This case involves an application for social security disability
insurance benefits. Presently before the Court is a motion by the pro se
plaintiff Shay Liberman ("Liberman" or the "plaintiff") to recover
attorneys' fees, expenses and costs pursuant to the Equal Access to
Justice Act (the "EAJA"), 28 U.S.C. § 2412(d) and the Social Security
Act, 42 U.S.C. § 406(b).
On January 28, 1998, the plaintiff filed a complaint in the Eastern
District of New York seeking review of a final administrative decision of
the Commissioner of the Social Security Administration (the
"Commissioner") which denied his application for social security
disability insurance benefits. Thereafter, the Commissioner moved to
remand the case for further administrative proceedings because, among
other things, the Administrative Law Judge failed to note the weight that
he gave to the opinion of the treating physician and his reasons for
finding that the plaintiff's testimony of pain and functional limitations
was not credible. On August 31, 1999, the Court granted the motion
remanding the case for further administrative proceedings. Unsatisfied
with that decision, the plaintiff filed an appeal with the Second
Circuit. On February 17, 2000, the Second Circuit dismissed the appeal
because the remand order was not final under 28 U.S.C. § 1291. On
June 14, 2001, the plaintiff filed a motion to recover attorneys' fees,
expenses and costs pursuant to the EAJA and the Social Security Act.
A. Attorneys' Fees
The Social Security Act provides in pertinent part:
Whenever a court renders a judgment favorable to a
claimant under this subchapter who was represented
before the court by an attorney, the court may
determine and allow as part of its judgment a
reasonable fee for such representation, not in excess
of 25 percent of the total of the past-due benefits to
which the claimant is entitled by reason of such
judgment. . . .
42 U.S.C. § 406(b)(1). Because the plaintiff was
not represented by counsel at any point during the
stages of this action, he is not entitled to attorneys'
fees under the Social Security Act.
Accordingly, his motion for attorneys' fees is denied.

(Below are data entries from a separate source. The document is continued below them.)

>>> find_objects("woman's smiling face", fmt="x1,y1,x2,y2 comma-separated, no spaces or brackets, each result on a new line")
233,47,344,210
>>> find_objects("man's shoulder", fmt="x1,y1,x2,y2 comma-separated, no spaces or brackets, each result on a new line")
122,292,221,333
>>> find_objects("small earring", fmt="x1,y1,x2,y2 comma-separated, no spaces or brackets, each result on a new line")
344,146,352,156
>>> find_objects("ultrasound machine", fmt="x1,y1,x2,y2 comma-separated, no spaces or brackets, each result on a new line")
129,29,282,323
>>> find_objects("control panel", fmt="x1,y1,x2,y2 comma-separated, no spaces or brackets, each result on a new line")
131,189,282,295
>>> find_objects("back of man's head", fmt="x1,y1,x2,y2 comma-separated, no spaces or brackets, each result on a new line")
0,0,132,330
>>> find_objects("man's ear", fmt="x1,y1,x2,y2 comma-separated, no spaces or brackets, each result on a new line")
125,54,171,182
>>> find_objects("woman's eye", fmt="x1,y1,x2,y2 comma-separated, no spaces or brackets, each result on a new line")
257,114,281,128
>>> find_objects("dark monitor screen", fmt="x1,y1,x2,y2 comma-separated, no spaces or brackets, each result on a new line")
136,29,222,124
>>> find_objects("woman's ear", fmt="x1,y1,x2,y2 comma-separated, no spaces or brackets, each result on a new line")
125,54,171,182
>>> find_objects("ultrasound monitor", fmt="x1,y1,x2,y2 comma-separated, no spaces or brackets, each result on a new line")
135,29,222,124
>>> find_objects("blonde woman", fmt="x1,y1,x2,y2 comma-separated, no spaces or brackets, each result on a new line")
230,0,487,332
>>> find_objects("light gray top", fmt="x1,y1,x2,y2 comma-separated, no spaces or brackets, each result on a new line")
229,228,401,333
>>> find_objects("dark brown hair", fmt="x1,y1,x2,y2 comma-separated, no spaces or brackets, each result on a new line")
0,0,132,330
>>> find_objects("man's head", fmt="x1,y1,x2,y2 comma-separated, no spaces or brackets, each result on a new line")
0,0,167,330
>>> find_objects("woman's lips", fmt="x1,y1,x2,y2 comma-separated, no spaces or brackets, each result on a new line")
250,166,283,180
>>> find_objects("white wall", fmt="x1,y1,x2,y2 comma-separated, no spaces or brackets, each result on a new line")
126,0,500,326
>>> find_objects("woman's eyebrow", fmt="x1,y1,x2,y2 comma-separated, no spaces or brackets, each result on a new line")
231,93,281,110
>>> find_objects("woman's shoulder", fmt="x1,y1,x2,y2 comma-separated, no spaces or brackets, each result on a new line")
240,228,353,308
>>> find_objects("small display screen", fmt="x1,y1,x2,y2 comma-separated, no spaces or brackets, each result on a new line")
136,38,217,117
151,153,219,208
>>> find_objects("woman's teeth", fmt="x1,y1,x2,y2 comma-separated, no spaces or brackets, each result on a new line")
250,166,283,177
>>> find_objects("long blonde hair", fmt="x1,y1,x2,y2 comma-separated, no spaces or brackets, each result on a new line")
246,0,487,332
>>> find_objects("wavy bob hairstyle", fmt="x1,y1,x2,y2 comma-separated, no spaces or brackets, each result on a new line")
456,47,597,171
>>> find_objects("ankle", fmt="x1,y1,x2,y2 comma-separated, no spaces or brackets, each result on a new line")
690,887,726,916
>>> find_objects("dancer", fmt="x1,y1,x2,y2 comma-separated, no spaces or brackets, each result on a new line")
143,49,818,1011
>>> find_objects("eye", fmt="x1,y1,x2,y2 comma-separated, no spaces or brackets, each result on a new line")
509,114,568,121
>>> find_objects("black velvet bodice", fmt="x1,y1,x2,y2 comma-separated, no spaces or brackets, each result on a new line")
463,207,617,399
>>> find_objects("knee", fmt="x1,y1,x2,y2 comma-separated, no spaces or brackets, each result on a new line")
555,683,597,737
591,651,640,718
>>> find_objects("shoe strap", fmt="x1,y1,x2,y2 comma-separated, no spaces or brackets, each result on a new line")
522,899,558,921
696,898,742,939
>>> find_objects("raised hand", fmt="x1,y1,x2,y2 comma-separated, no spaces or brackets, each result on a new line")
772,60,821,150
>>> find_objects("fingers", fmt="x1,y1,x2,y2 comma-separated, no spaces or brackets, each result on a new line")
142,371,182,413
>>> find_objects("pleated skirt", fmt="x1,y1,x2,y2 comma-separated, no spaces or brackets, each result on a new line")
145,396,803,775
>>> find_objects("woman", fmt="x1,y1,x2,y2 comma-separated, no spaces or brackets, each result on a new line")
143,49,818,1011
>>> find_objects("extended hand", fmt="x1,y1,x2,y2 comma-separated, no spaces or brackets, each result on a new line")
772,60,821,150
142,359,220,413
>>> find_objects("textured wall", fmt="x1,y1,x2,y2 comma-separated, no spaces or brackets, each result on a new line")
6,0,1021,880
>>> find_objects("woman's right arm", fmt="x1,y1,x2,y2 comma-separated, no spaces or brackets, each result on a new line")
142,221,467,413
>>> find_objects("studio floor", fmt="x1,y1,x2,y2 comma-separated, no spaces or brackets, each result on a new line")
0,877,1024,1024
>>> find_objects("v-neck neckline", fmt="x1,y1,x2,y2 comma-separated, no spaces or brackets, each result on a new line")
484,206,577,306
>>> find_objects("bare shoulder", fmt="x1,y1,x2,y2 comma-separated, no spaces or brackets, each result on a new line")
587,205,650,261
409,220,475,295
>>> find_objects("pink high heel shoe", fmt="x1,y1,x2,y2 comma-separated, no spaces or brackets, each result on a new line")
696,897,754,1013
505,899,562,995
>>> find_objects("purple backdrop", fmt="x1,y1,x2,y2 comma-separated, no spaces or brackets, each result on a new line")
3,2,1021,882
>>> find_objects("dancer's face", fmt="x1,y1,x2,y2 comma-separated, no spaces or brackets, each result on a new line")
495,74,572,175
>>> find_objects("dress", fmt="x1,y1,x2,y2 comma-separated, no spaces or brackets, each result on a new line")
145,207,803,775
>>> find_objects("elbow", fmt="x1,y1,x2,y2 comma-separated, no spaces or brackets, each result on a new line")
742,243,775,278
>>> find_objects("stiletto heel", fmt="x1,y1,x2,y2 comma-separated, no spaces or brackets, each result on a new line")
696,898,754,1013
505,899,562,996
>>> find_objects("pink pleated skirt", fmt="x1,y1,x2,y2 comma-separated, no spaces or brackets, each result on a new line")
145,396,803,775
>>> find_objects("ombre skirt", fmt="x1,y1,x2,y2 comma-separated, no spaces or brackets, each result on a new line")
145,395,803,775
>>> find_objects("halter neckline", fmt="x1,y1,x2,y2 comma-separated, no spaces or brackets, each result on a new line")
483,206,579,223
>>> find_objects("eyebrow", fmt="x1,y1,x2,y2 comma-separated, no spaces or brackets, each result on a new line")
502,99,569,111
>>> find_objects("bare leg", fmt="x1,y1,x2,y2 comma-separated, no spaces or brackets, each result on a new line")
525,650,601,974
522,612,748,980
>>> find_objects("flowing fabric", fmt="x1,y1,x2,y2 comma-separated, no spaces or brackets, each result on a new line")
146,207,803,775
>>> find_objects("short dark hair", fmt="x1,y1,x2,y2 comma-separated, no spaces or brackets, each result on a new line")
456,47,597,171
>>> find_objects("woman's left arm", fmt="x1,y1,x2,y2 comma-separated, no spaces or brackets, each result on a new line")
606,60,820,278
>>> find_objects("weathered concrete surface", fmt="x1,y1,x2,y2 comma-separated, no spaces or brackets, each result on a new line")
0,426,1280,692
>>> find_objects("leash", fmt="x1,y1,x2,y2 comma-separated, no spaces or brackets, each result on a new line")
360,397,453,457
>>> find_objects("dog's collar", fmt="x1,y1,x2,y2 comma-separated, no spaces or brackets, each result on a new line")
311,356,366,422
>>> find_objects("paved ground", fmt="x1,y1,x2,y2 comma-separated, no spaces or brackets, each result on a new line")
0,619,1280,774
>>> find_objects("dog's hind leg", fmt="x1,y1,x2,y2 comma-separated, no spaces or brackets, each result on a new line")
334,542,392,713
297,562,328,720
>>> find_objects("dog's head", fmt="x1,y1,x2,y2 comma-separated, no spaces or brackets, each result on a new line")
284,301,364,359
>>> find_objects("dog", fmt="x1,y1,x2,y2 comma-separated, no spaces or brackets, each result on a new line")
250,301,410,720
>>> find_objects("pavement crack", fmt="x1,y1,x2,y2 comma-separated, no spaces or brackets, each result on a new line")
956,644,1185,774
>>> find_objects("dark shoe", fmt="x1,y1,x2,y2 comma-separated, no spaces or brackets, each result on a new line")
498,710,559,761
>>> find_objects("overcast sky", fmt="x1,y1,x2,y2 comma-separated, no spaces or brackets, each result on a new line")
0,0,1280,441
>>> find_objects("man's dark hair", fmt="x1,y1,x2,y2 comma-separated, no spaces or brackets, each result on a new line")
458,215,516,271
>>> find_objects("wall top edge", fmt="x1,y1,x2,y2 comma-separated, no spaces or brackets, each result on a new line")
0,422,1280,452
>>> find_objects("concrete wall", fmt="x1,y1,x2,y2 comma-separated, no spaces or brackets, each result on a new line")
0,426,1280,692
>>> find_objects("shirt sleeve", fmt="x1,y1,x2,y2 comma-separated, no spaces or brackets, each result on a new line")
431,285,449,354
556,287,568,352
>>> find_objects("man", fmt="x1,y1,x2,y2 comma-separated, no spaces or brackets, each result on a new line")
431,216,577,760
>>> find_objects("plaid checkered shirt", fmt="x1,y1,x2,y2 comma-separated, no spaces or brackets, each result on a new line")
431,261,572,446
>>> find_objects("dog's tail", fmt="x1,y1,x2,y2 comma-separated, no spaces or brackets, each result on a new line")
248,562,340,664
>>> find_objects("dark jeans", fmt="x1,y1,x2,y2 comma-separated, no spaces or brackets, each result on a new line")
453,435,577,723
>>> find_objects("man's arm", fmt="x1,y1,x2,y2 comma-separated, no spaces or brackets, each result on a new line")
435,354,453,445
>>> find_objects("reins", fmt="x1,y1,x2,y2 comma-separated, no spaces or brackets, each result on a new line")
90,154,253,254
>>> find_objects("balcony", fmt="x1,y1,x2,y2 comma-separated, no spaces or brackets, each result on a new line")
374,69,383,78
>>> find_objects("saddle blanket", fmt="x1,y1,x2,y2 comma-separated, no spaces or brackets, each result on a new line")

The EAJA provides for "fees and expenses" that include "the reasonable
expenses of expert witnesses, the reasonable cost of any study,
analysis, engineering report, test, or project which is found by the
court to be necessary for the preparation of the party's case. . . ."
28 U.S.C. § 2412(d)(2)(A). In addition to the above items, courts
permit litigants to recover telephone, postage, travel, and photocopying
costs under the EAJA. Aston v. Sec. of Health and Human Servs., 808 F.2d 9,
12 (2d Cir. 1986).
In his reply papers, the plaintiff states that he incurred $475 for
various expenses including postage, copies, stationary, transportation,
and telephone calls. However, the plaintiff's papers fail to comply with
the requirements of the EAJA because they lack an itemized statement and
the required allegation that the position of the United States was not
substantially justified. 28 U.S.C. § 2412(d)(1)(B). In addition, the
Social Security Act is silent on a litigant's right to recover the
above-noted expenses from the government and, therefore, provides no
right of recovery. Accordingly, the motion for expenses is denied.
Under the EAJA, the plaintiff is not entitled to costs because he
proceeded pro se at all stages of this action. See Maida v. Callahan,
148 F.3d 190, 193 (2d Cir. 1998) (preventing the recovery of costs
against the government under the EAJA "where the potential awardee has
proceeded under the in forma pauperis statute."). Also, the Social
Security Act does not provide a theory to recover costs because the Act
is silent on a litigant's right to recover them from the government. See
id. at 192. Accordingly, the motion to recover costs is denied.
Based upon the foregoing, it is hereby
ORDERED, that the motion for attorneys' fees, expenses and costs is
denied; and it is further
ORDERED, that the Clerk of the Court is directed to close this case.